Question

Using the dissociation constant, Kd = 3.4 × 10⁻¹⁵, calculate the equilibrium concentrations of Zn²⁺ and OH⁻ in a 0.0465-M solution of Zn(OH)₄²⁻.

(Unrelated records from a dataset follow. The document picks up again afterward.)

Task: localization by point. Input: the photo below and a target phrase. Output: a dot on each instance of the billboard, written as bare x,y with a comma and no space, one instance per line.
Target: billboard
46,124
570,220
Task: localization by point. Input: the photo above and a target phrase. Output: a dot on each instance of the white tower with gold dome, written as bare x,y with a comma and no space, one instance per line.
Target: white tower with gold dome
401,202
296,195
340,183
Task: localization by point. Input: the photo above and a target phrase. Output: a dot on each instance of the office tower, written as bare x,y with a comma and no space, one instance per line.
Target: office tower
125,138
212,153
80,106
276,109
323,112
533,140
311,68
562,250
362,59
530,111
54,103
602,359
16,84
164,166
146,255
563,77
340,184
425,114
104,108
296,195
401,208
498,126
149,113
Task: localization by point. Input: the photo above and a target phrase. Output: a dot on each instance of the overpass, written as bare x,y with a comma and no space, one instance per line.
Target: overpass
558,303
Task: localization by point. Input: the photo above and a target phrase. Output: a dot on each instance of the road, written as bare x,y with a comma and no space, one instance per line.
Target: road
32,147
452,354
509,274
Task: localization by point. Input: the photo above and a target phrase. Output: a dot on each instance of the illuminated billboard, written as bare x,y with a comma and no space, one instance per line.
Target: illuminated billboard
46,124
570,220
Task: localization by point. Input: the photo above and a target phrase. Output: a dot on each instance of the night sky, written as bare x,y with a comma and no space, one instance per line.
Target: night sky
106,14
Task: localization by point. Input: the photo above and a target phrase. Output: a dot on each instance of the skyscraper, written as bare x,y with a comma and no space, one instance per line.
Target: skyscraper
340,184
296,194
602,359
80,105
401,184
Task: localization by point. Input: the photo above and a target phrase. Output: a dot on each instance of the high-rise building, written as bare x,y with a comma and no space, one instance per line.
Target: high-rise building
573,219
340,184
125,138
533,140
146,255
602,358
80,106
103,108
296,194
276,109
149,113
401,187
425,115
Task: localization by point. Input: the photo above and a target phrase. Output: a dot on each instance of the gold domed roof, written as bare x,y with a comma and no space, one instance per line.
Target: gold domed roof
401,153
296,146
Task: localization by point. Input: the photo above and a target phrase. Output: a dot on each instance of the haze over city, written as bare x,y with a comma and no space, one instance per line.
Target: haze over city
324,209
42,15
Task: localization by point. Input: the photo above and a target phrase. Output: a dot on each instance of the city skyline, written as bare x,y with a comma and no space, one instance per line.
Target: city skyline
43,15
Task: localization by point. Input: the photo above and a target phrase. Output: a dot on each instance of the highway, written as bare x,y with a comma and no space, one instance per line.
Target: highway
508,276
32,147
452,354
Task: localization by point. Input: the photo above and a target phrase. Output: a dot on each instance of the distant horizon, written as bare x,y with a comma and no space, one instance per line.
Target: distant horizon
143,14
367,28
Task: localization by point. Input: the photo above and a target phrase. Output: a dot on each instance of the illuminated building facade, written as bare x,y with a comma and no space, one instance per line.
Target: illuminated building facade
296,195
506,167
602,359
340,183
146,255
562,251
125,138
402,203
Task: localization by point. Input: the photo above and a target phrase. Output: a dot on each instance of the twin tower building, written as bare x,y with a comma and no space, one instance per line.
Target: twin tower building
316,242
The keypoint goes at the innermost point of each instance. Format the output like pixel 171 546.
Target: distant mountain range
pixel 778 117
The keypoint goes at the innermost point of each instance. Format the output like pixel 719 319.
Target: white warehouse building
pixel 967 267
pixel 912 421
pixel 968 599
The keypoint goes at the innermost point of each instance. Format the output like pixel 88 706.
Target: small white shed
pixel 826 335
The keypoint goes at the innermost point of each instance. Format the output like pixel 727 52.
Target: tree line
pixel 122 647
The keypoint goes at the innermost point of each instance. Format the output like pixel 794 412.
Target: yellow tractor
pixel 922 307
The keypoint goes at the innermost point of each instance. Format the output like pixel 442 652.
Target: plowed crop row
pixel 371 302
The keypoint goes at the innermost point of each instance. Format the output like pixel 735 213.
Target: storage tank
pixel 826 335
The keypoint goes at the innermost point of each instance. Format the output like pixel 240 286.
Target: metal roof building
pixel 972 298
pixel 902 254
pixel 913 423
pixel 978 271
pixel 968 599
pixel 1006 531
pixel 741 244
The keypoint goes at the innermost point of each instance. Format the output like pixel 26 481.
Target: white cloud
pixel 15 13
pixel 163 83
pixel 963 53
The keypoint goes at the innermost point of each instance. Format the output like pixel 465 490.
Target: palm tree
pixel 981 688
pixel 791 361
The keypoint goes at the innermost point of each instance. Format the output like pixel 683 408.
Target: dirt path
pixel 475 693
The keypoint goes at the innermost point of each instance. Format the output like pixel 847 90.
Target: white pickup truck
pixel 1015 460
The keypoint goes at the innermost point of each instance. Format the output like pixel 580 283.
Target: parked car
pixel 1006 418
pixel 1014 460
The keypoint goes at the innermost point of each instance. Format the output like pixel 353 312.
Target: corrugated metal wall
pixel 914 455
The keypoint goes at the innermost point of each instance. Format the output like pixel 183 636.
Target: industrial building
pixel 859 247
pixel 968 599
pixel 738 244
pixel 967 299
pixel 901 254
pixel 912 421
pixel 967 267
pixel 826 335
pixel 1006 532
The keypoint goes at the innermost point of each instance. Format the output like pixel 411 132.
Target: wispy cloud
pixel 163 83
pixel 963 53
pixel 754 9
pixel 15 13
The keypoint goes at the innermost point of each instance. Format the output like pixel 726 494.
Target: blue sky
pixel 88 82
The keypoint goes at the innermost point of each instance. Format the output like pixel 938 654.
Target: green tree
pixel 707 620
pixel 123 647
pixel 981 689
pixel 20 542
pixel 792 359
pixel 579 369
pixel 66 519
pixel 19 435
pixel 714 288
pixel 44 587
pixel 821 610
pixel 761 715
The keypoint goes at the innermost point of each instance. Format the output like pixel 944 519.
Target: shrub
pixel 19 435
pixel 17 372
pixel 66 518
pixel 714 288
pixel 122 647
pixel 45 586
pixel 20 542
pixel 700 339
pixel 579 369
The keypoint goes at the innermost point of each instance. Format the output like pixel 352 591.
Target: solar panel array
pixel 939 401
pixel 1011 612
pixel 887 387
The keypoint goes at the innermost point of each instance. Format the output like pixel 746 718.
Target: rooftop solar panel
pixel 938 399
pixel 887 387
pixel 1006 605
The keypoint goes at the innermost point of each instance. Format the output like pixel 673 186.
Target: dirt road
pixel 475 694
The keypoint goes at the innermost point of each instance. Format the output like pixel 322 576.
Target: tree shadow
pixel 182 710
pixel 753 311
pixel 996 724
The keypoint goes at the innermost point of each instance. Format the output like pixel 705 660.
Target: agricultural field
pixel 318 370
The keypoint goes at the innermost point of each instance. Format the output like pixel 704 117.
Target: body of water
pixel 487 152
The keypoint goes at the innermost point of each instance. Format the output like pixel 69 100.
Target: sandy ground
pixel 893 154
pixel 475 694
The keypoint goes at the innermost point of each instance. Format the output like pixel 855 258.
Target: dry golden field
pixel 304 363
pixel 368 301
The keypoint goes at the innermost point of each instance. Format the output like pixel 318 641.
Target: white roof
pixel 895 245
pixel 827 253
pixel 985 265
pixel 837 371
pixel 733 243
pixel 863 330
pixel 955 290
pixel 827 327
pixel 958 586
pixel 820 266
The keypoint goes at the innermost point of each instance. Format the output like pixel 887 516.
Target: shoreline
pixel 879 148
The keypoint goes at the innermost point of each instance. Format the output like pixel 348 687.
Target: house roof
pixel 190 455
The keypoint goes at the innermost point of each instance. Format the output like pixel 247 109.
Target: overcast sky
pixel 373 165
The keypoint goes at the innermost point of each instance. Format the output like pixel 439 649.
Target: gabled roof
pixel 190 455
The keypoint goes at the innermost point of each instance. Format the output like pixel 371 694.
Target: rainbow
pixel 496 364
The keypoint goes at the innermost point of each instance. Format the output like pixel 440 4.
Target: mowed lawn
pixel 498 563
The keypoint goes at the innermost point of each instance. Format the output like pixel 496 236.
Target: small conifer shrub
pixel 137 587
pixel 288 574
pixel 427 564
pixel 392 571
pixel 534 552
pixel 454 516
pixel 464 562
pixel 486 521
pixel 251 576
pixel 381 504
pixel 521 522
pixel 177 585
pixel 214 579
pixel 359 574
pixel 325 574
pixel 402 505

a) [Zn²⁺] = 2.04 × 10⁻⁹ M, [OH⁻] = 2.04 × 10⁻⁹ M
b) [Zn²⁺] = 6.8 × 10⁻¹⁰ M, [OH⁻] = 6.8 × 10⁻¹⁰ M
c) [Zn²⁺] = 1.37 × 10⁻⁹ M, [OH⁻] = 1.37 × 10⁻⁹ M
d) [Zn²⁺] = 4.08 × 10⁻¹⁰ M, [OH⁻] = 4.08 × 10⁻¹⁰ M

Answer 1

The equilibrium concentrations of Zn²⁺ and OH⁻ in a 0.0465-M solution of Zn(OH)₄²⁻ are [Zn²⁺] = 2.04 × 10⁻⁹ M and [OH⁻] = 2.04 × 10⁻⁹ M.

Step-by-step explanation:

To calculate the equilibrium concentrations of Zn²⁺ and OH⁻ in a 0.0465-M solution of Zn(OH)₄²⁻, we can use the dissociation constant (Kd).

The dissociation constant is given as Kd = 3.4 × 10⁻¹⁵. The equation for the dissociation of Zn(OH)₄²⁻ in water is Zn(OH)₄²⁻ ⇌ Zn²⁺ + 4OH⁻.

Since Zn(OH)₄²⁻ dissociates into one Zn²⁺ ion and four OH⁻ ions, the equilibrium concentrations would be [Zn²⁺] = 2.04 × 10⁻⁹ M and [OH⁻] = 2.04 × 10⁻⁹ M.